Bloating is a complaint of increased abdominal pressure that may or may not be accompanied by visible distention. Organic causes of acute bloating with distention, vomiting, and/or pain include ascites, gastrointestinal obstruction (gastric fundoplication, gastric outlet obstruction, small intestine or colon obstruction, and constipation). Complaints of chronic abdominal distention or bloating are common. Some patients swallow excess air (aerophagia, poorly fitting dentures, sleep apnea, and rapid eating) or produce excess gas (excessive FODMAP [fermentable oligosaccharides, disaccharides, monosaccharides, and polyols] ingestion and malabsorption). Others have impaired gas propulsion or expulsion, increased bowel wall tension, enhanced visceral sensitivity, or altered viscerosomatic reflexes leading to abdominal protrusion. Many of these patients have an underlying functional gastrointestinal disorder such as irritable bowel syndrome or functional dyspepsia. Constipation should be treated, and exercise (which accelerates gas propulsion) is recommended. Medications that inhibit gastrointestinal motility should be avoided (opioids and calcium channel blockers).
Healthy adults pass flatus up to 20 times daily and excrete up to 750 mL. Flatus is derived from two sources: swallowed air (primarily nitrogen) and bacterial fermentation of undigested carbohydrate (which produces H2, CO2, and methane). A number of short-chain carbohydrates (FODMAPs) are incompletely absorbed in the small intestine and pass into the colon. These include lactose (dairy products); fructose (fruits, corn syrups, and some sweeteners); polyols (stone-fruits, mushrooms, and some sweeteners); and oligosaccharides (legumes, lentils, cruciferous vegetables, garlic, onion, pasta, and whole grains). Abnormal gas production may be caused by increased ingestion of these carbohydrates or, less commonly, by disorders of malabsorption. Foul odor may be caused by garlic, onion, eggplant, mushrooms, and certain herbs and spices.

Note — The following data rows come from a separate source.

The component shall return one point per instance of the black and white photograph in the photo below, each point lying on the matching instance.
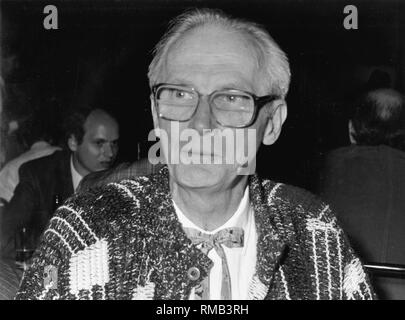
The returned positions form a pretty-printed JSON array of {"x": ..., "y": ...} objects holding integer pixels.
[{"x": 202, "y": 150}]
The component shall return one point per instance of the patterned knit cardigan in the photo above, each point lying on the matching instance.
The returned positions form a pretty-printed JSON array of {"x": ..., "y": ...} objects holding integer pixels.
[{"x": 124, "y": 241}]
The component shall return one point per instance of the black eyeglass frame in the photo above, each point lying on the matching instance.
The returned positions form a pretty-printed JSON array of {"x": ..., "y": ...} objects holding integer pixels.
[{"x": 259, "y": 102}]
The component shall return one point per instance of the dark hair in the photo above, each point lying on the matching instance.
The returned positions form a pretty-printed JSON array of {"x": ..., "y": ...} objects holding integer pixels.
[
  {"x": 73, "y": 124},
  {"x": 75, "y": 119},
  {"x": 379, "y": 118}
]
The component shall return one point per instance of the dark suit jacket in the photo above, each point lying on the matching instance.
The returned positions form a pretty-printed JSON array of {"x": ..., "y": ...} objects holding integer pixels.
[
  {"x": 33, "y": 202},
  {"x": 366, "y": 184}
]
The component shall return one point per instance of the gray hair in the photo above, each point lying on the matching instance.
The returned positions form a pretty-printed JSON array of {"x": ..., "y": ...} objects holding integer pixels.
[{"x": 273, "y": 60}]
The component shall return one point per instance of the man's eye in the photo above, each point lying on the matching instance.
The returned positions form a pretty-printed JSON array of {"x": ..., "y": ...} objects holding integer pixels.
[
  {"x": 233, "y": 99},
  {"x": 181, "y": 94},
  {"x": 168, "y": 94}
]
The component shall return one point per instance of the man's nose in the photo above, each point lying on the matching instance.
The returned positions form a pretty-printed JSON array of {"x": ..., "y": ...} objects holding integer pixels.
[
  {"x": 202, "y": 118},
  {"x": 108, "y": 150}
]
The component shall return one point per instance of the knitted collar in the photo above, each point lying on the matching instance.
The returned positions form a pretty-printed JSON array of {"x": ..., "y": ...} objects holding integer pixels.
[{"x": 175, "y": 252}]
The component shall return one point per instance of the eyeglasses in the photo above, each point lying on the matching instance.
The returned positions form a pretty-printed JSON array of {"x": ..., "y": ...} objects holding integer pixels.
[{"x": 230, "y": 108}]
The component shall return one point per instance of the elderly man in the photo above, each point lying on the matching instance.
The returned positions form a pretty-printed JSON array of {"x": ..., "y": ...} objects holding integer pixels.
[{"x": 202, "y": 230}]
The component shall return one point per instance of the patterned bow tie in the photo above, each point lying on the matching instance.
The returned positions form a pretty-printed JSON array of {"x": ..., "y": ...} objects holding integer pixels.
[{"x": 231, "y": 238}]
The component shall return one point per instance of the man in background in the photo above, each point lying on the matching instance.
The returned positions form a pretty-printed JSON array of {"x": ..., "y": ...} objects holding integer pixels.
[{"x": 92, "y": 140}]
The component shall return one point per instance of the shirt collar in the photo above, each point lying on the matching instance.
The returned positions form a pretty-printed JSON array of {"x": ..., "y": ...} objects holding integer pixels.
[
  {"x": 239, "y": 219},
  {"x": 76, "y": 176}
]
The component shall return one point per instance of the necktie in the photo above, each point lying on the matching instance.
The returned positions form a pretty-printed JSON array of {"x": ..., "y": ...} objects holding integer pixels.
[{"x": 230, "y": 237}]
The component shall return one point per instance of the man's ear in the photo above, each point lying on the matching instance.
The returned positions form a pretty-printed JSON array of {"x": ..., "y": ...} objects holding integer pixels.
[
  {"x": 154, "y": 115},
  {"x": 72, "y": 143},
  {"x": 273, "y": 128}
]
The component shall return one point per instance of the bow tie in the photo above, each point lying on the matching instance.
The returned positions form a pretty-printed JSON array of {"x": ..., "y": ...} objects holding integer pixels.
[{"x": 231, "y": 238}]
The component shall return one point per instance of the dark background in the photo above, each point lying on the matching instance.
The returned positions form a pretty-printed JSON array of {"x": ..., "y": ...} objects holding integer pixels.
[{"x": 102, "y": 49}]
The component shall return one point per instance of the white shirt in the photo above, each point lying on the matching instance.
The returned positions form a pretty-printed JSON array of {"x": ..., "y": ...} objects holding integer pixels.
[
  {"x": 76, "y": 176},
  {"x": 241, "y": 261}
]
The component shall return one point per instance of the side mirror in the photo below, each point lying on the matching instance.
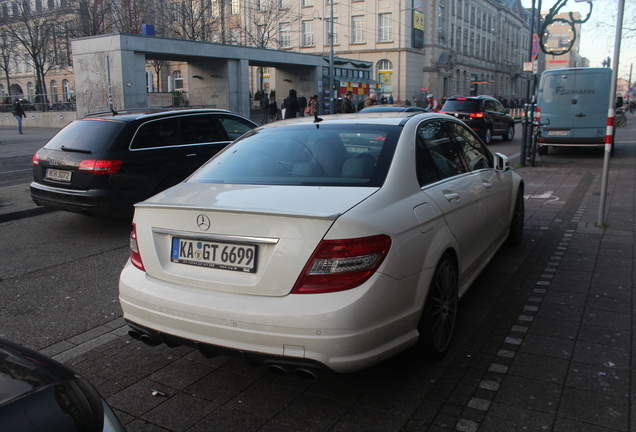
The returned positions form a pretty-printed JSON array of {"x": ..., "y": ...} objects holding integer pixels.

Determining abnormal from normal amounts of flatus is difficult. Patients who report excess flatus may also complain of bloating, cramping, and altered stool habits (diarrhea or constipation). Patients with a long-standing history of flatulence and no other symptoms or signs of malabsorption disorders can be treated conservatively. Gum chewing and carbonated beverages should be avoided to reduce air swallowing. Lactose intolerance may be assessed by a 2-week trial of a lactose-free diet or by a hydrogen breath test. A list of foods containing FODMAPs should be provided and high FODMAP foods eliminated for 2–4 weeks. If symptoms improve, FODMAP groups may be sequentially introduced to identify triggers. Multiple low-FODMAP dietary guides are available; however, referral to a knowledgeable dietician may be helpful.
The nonprescription agent Beano (alpha-d-galactosidase enzyme) reduces gas caused by foods containing galacto-oligosaccharides (legumes, chickpeas, lentils) but not other FODMAPs. Activated charcoal may afford relief. Simethicone has no proven benefit.
Many patients report reduced flatus production with use of probiotics, although there has been limited controlled study of these agents for this purpose.